As I entered the whirling hormonal storm that is teenage dating I kept myself alert for the appropriate circumstances. My friends quickly bypassed me on the road to pubescent maturity informing me the first kiss was awkward, shy, and usually wet. Still, I remained convinced that my first physical romantic encounter would occur as I had seen it depicted; passionate, forceful, and direct.

The summer of before my junior year of high school I was set up on a blind date with Maggie. She was tall, slender, and had long brown hair. We were naturally at ease together and began seeing each other regularly. After a few weeks we had an opportunity to attend a music festival in Salem with a group of friends. Though only 30 minutes away, Maggie's parents were wary of her traveling so far without an adult present. Though okay with me going to Salem, I opted to remain in town with her.

We had an enjoyable evening together, spent at Borders Books. We listened to CDs, read books, ate at the café, and walked together hand in hand. Our date, as had all others, closed on her doorstep. Typically I said good night, we hugged, and she went inside. This night, however, after our embrace she stared deep into my eyes, placed her right hand on my hip and with her left grabbed my shirt collar. I recognized this as the iconic moment, my first kiss was imminent, and I was terrified. Sinking into flight or fight mode I watched as my body clumsily placed my hand on her hip, blurted out "I had a great night tonight," turned and fled to my car.

Now married, the stereotype shattered, I sometimes wonder how life might be different had that night gone differently and always decide it could not be better.

Tuesday, January 15, 2008

Free Write

I have long known the existence of monsters to be a fact, one most I associate with insist is untrue. The house is settling. Pipes make noises. Shadows cast by passing cars. All of these have been offered as excuses for what I know to be true. Monsters exist and I am related to one or more of them.

When I was two years old my family moved to Euless, Texas. My father got a job as a draftsman, designing steamrollers. Having moved to Texas from the Northwest my language was monitored closely to prevent the addition of any local colloquialisms to my expanding vocabulary. The first time I said “I’m fixin’ to go to school,” (school having two syllables in my near Southern drawl) my bicycle was taken away for an entire week. My mother stood firmly by my father as he observed my development.

As I grew my parents ensured I had only those experiences appropriate for my formative years. A day at Six Flags. A birthday party at Chuck-E-Cheese. A baby brother to guarantee my self-esteem issues developed while I was young. By the time I was five years old only one childhood experience yet eluded me. The sleepover. Convinced a sleepover would cement a high standing amongst my friends, who had already had sleepovers, I began routinely pestering my parents.

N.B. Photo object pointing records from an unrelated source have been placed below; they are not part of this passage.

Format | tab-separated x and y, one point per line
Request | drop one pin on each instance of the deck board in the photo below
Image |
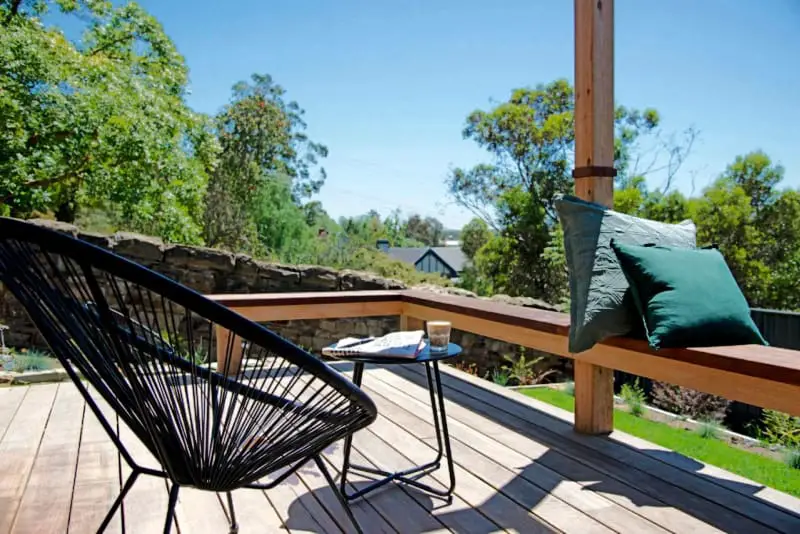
45	506
713	501
527	480
519	468
19	448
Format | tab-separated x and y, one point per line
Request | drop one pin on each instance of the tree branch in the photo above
105	46
14	10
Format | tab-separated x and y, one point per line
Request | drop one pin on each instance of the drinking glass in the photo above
439	335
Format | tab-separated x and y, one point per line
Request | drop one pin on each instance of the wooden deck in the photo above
520	468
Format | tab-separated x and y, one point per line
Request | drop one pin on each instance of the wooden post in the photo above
223	341
594	175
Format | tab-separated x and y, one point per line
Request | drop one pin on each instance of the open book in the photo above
394	345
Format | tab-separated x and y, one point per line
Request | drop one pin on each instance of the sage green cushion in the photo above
687	298
600	302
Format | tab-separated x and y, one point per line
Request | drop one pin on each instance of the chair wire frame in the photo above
145	344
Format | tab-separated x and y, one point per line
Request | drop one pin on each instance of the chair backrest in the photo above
146	344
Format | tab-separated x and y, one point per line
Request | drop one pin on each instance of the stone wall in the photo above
217	271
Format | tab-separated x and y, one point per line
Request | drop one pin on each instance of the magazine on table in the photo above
393	345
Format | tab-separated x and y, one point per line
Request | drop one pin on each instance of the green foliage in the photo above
531	138
523	370
264	151
792	458
501	376
689	402
30	360
755	225
102	119
633	396
474	236
750	465
428	231
781	429
708	430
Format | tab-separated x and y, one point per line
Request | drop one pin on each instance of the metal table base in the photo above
412	475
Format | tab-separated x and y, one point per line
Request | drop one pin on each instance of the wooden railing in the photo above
764	376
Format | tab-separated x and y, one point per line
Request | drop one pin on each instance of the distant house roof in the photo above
407	254
452	256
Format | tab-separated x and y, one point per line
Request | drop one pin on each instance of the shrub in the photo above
501	377
781	429
523	371
633	396
708	430
30	360
792	458
689	402
471	368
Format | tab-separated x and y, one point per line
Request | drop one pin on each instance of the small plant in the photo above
471	368
781	429
633	396
792	458
708	429
689	402
501	377
522	369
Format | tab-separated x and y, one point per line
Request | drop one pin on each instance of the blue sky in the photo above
387	85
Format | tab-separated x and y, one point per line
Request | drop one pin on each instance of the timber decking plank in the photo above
45	505
594	471
317	488
525	470
703	498
10	399
458	516
255	513
19	447
97	478
496	506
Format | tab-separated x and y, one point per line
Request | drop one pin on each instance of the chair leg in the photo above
173	500
321	465
125	489
234	525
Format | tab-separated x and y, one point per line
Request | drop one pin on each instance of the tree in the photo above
282	228
531	138
754	224
263	141
100	120
429	231
474	235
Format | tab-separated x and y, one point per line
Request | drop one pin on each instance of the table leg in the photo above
409	476
358	374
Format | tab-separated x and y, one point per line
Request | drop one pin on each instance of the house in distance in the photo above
447	261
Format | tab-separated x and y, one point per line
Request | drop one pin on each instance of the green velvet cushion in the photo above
600	302
687	298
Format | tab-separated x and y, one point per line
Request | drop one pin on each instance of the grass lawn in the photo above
757	468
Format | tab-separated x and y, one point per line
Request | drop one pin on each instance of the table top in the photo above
425	355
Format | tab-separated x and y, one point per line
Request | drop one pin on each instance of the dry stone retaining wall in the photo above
210	270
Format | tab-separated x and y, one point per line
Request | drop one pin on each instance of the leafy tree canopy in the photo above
263	142
755	224
531	140
101	119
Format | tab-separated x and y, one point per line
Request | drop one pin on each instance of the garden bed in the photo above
754	461
19	367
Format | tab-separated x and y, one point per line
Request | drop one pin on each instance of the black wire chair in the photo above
145	344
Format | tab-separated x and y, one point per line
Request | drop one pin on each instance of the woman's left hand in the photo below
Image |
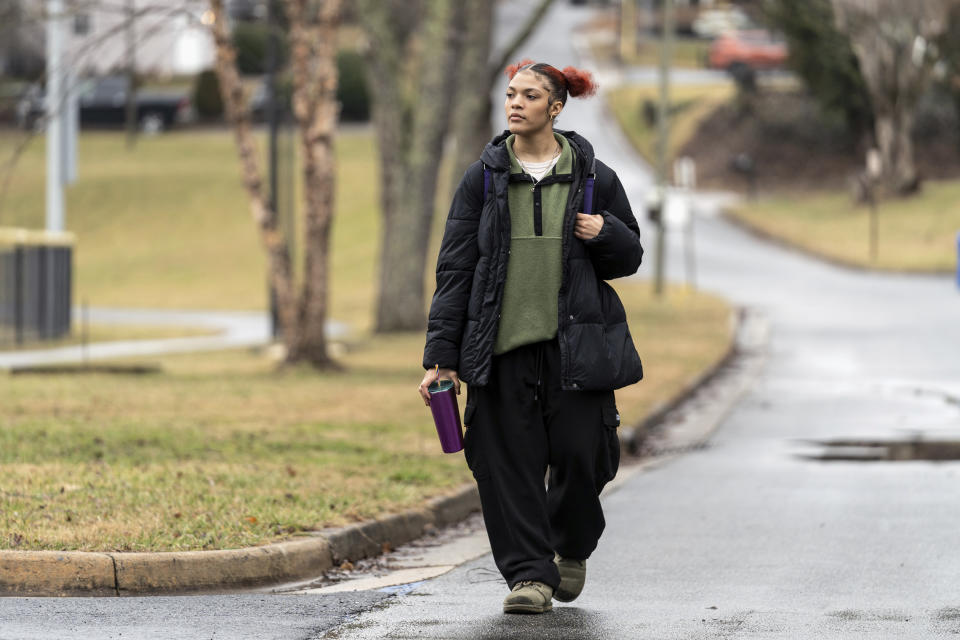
588	226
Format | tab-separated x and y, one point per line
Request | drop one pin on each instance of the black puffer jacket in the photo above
596	349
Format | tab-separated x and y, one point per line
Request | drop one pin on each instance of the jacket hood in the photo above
496	157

The summer before I entered kindergarten they relented. Five to six of my friends were called; their parents promising their children would be present at the appropriate time. It was a Friday evening; we watched the Masters of the Universe starring Dolph Lundgren and ate taco-flavored popcorn. All was progressing well; none of my friends suffered the teary breakdown that so often accompanies the young staying over.

Stuffed into my bedroom, slowly drifting into sleep a phantasm suddenly appeared. Emerging from my closet a terrifying apparition in white with glowing eyes screamed into the room instantly expelling the contents of three young bladders. As we huddled together, damp and afraid, the specter fled from the room, shaking with laughter. The door left open we observed my mother and father, red-faced and laughing on a bed sheet, two flashlights on the floor.

As the years progressed and new terrors emerged I have often been comforted by the fact that the monster under the bed was just my mother or father, making sure I grow up right.